Plan Ignores California Experience Where Insurers Got Rich and Patients Got Hurt
Santa Monica, CA — President Bush is expected to announce tomorrow his support for draconian restrictions on medical malpractice victims, no matter how egregious the conduct or serious the injury.
The Foundation for Taxpayer and Consumer Rights (FTCR) said that the plan to apply California’s limits on victim recovery nationwide will bring more pain for patients who have already been hurt by the cost-cutting HMO system.
“Limiting liability for providers, who are already pressured by HMOs to cut corners , will encourage HMO doctors to be even less cautious with their patients,” said FTCR’s Executive Director, Jamie Court. “Californians have paid for the limited liability of HMO providers with their health and their lives. These restrictions should be lifted in California, not imposed nationwide.”
Testifying before Congress last week, Court noted that only insurers have benefited from California’s restrictions on the injured. The legislation under consideration, HR 4600, would impose, among other limits on patients, including a national $250,000 cap on recovery for innocent malpractice victims’ pain and suffering.
Click here to read FTCR’s testimony .
“HR 4600 will deny innocent victims of medical negligence both adequate compensation for their injuries and legal representation for legitimate claims,” Court told the House Energy and Commerce Committee’s Health SubCommittee. “It will confer substantial financial benefits only on malpractice insurance companies, not the average physician. To the extent that staff model HMOs indemnify their staff and facilities, as the nation’s largest HMO Kaiser does, HR 4600 will also protect HMOs from liability for the harm they cause to patients. The evidence comes from California, where the model for HR 4600 has had these consequences.”
Court presented the Committee with data from the National Association of Insurance Commissioners. It shows that California insurers have, in fact, profited greatly from California patients’ pain.
– In most years since the courts ruled that capping victims’
compensation was constitutional, 1986, California malpractice insurers have paid out in claims less than fifty cents of every dollar they have taken in through premiums (every year since 1989). By contrast, malpractice insurers nationally have typically paid out in claims more than two-thirds of every premium dollar.

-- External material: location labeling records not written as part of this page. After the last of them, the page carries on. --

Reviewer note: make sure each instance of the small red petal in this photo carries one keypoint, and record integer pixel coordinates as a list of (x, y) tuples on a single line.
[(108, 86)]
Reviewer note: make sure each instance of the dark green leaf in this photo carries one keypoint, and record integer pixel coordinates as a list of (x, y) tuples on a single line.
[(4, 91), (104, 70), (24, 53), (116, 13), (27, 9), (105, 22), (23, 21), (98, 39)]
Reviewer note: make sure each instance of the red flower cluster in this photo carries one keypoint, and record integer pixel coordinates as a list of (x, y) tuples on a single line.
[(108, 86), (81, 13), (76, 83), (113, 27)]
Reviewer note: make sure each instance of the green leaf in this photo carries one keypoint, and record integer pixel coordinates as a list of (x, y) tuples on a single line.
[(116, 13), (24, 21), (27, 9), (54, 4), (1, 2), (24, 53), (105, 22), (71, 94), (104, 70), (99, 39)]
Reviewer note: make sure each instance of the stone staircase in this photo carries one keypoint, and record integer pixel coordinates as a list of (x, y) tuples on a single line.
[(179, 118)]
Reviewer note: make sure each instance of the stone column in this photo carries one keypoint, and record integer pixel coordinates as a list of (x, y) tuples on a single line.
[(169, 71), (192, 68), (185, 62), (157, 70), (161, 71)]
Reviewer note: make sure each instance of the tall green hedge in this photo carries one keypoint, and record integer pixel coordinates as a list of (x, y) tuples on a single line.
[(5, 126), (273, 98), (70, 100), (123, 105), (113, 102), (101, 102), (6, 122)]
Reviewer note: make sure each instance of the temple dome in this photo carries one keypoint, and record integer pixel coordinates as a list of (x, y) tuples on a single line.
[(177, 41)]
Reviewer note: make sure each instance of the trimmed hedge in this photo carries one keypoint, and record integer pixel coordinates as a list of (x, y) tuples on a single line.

– California malpractice insurers’ “operating profits” have been higher than the rest of nation since the restrictions were implemented, even though many insurers claim to be “not for profit.” For non profits, the money taken in from doctors but not paid to victims can also be tied up in excessive overhead, assets and reserves that yield investment profits or in higher legal costs of defending against claims.
– The 2000 average premium per doctor in California was only 8.2 percent below that of the nation ($7,200.61 vs. $7,843.75). The average malpractice premium in California between 1991 and 2000 actually grew more quickly (3.5 percent), than it did in the nation overall (1.9 percent.)